Sì, a condizione di verificare gli apporti cumulati. Il rischio principale viene dai multivitaminici già dosati in zinco, vitamina D e vitamina A: sovrapporre un complesso immunità può superare gli apporti massimi tollerabili. La regola semplice consiste nello scegliere o un mono-nutriente mirato (sola vitamina D), o una formula combinata ben dosata, mai entrambi. In caso di trattamento cronico o di gravidanza, il parere del farmacista o del medico è necessario prima di ogni associazione.

Fonti e riferimenti

10 fonti
  1. USAV. Raccomandazioni sulla vitamina D per la popolazione svizzera — Ufficio federale della sicurezza alimentare e di veterinaria.
  2. Commissione federale per l’alimentazione (COFA). Carenza di vitamina D: prove scientifiche, sicurezza e raccomandazioni per la popolazione svizzera — Rapporto COFA, mandato dell’UFSP.
  3. USAV. Ordinanza del DFI sull’informazione sulle derrate alimentari (OIDerr, RS 817.022.16) — allegato 14, indicazioni sulla salute autorizzate — Testo di riferimento Confederazione svizzera.
  4. Jolliffe DA, Camargo CA, Sluyter JD et al. Vitamin D supplementation to prevent acute respiratory infections: systematic review and meta-analysis of stratified aggregate data — The Lancet Diabetes & Endocrinology, 2025 (46 studi randomizzati, dati per ~64’000 partecipanti).
  5. Zhu Z, Zhu X, Chu Y et al. Comparative effectiveness of oral nutritional supplements in preventing respiratory tract infections among adults: systematic review and network meta-analysis — EClinicalMedicine, 2025.
  6. Nault D, Machingo TA, Shipper AG et al. Zinc for prevention and treatment of the common cold — Cochrane Database of Systematic Reviews, 5:CD014914, 2024.

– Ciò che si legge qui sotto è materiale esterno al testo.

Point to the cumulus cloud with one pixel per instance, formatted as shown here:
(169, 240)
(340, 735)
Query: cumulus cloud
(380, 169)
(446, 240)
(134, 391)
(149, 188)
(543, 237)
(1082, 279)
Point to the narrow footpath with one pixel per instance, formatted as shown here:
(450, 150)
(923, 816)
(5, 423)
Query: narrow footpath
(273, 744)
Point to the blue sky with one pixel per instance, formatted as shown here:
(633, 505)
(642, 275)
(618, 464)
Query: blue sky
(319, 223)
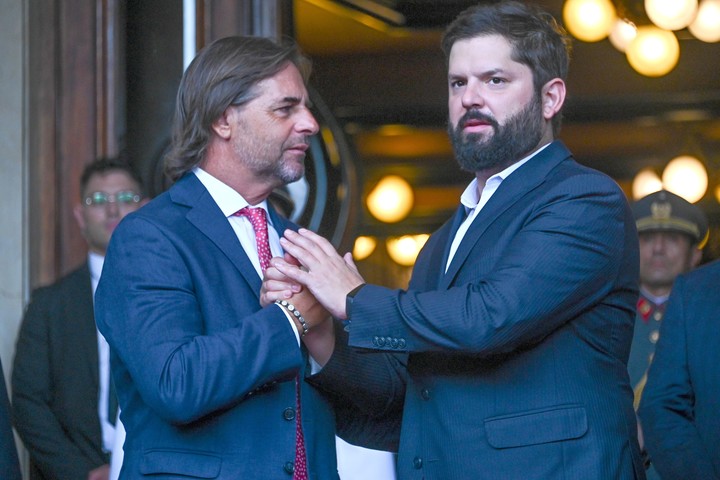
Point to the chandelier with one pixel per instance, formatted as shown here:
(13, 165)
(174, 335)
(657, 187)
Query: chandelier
(646, 36)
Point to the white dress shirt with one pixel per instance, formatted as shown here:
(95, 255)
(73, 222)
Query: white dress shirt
(95, 263)
(474, 201)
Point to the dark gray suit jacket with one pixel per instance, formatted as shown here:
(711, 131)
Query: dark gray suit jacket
(680, 406)
(8, 452)
(55, 381)
(517, 355)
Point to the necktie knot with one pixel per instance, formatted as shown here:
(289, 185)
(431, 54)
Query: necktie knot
(258, 220)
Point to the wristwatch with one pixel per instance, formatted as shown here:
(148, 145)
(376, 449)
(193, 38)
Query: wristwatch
(350, 297)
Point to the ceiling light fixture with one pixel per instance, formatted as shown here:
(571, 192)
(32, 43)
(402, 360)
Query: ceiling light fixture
(652, 49)
(391, 200)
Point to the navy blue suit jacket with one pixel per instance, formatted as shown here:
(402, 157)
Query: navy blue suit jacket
(517, 355)
(680, 406)
(205, 376)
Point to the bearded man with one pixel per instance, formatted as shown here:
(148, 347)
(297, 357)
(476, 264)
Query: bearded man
(518, 318)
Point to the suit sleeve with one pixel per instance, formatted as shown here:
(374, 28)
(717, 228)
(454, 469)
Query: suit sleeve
(367, 392)
(154, 304)
(561, 261)
(666, 408)
(51, 449)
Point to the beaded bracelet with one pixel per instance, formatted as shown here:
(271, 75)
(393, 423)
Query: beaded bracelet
(291, 308)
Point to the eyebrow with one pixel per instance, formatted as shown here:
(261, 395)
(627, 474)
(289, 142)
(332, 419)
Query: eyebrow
(487, 73)
(295, 101)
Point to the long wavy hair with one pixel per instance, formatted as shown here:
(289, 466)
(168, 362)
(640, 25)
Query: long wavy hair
(224, 73)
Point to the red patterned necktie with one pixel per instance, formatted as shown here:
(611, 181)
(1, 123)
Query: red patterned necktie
(259, 222)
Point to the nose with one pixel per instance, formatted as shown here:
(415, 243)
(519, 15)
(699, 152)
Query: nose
(307, 124)
(472, 97)
(112, 209)
(658, 243)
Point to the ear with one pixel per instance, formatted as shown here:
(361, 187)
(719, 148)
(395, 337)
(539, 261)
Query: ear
(552, 97)
(222, 126)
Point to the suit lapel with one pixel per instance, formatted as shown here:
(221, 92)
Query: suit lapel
(207, 217)
(80, 310)
(519, 184)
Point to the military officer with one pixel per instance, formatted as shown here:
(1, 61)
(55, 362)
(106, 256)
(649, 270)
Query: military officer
(672, 233)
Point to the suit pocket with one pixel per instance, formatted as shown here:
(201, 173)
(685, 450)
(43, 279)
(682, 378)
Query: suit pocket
(533, 427)
(179, 462)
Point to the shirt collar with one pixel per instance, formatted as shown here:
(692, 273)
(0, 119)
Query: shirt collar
(226, 198)
(471, 195)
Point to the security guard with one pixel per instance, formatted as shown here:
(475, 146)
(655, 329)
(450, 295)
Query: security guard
(672, 233)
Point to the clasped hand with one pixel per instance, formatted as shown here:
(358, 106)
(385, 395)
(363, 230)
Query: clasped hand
(310, 263)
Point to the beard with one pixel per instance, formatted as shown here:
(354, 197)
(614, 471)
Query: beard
(509, 142)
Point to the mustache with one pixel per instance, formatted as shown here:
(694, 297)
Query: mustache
(477, 116)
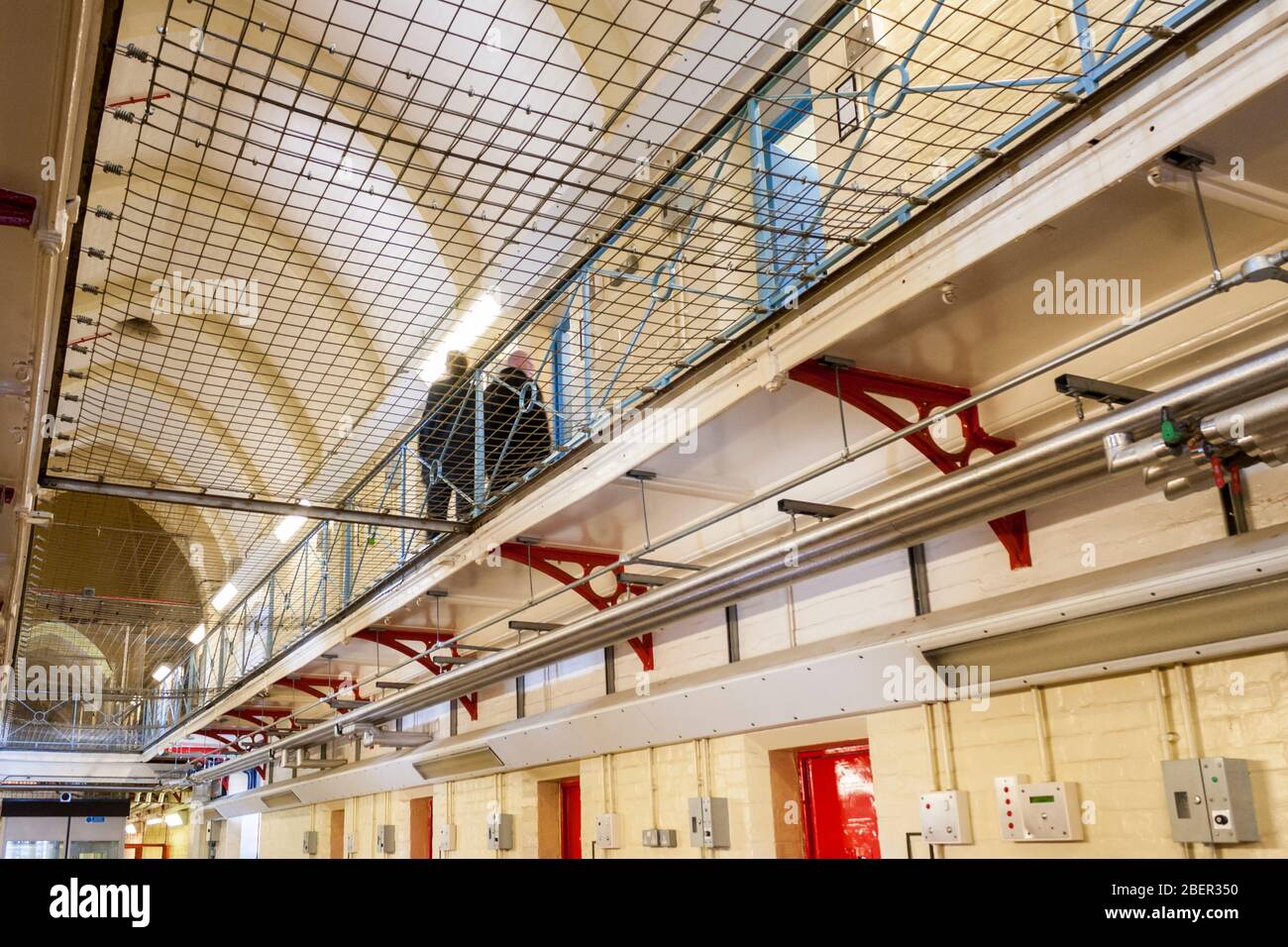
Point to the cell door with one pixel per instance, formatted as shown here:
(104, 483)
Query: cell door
(840, 815)
(570, 818)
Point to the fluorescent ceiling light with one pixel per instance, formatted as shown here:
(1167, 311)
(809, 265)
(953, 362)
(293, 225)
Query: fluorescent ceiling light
(482, 315)
(223, 596)
(290, 526)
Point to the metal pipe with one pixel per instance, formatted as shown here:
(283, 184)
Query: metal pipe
(271, 508)
(1021, 476)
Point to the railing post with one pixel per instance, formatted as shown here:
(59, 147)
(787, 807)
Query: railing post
(480, 442)
(761, 200)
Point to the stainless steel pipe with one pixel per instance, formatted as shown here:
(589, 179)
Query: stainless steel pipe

  7. USAV. Integratori alimentari — aspetti giuridici, etichettatura e indicazioni — Ufficio federale della sicurezza alimentare e di veterinaria.
  8. Confederazione svizzera. Ordinanza del DFI sugli integratori alimentari (OIAl, RS 817.022.14) — Testo legislativo federale.
  9. USAV. Integratori alimentari — un uso riservato a certe situazioni — Raccomandazioni ufficiali sull’uso degli integratori alimentari in Svizzera.
  10. Hemilä H, Chalker E. Vitamin C for preventing and treating the common cold — Cochrane Database of Systematic Reviews, 1:CD000980, 2013 (29 studi, 11’306 partecipanti; RR 0,48 nel sottogruppo stress fisico estremo).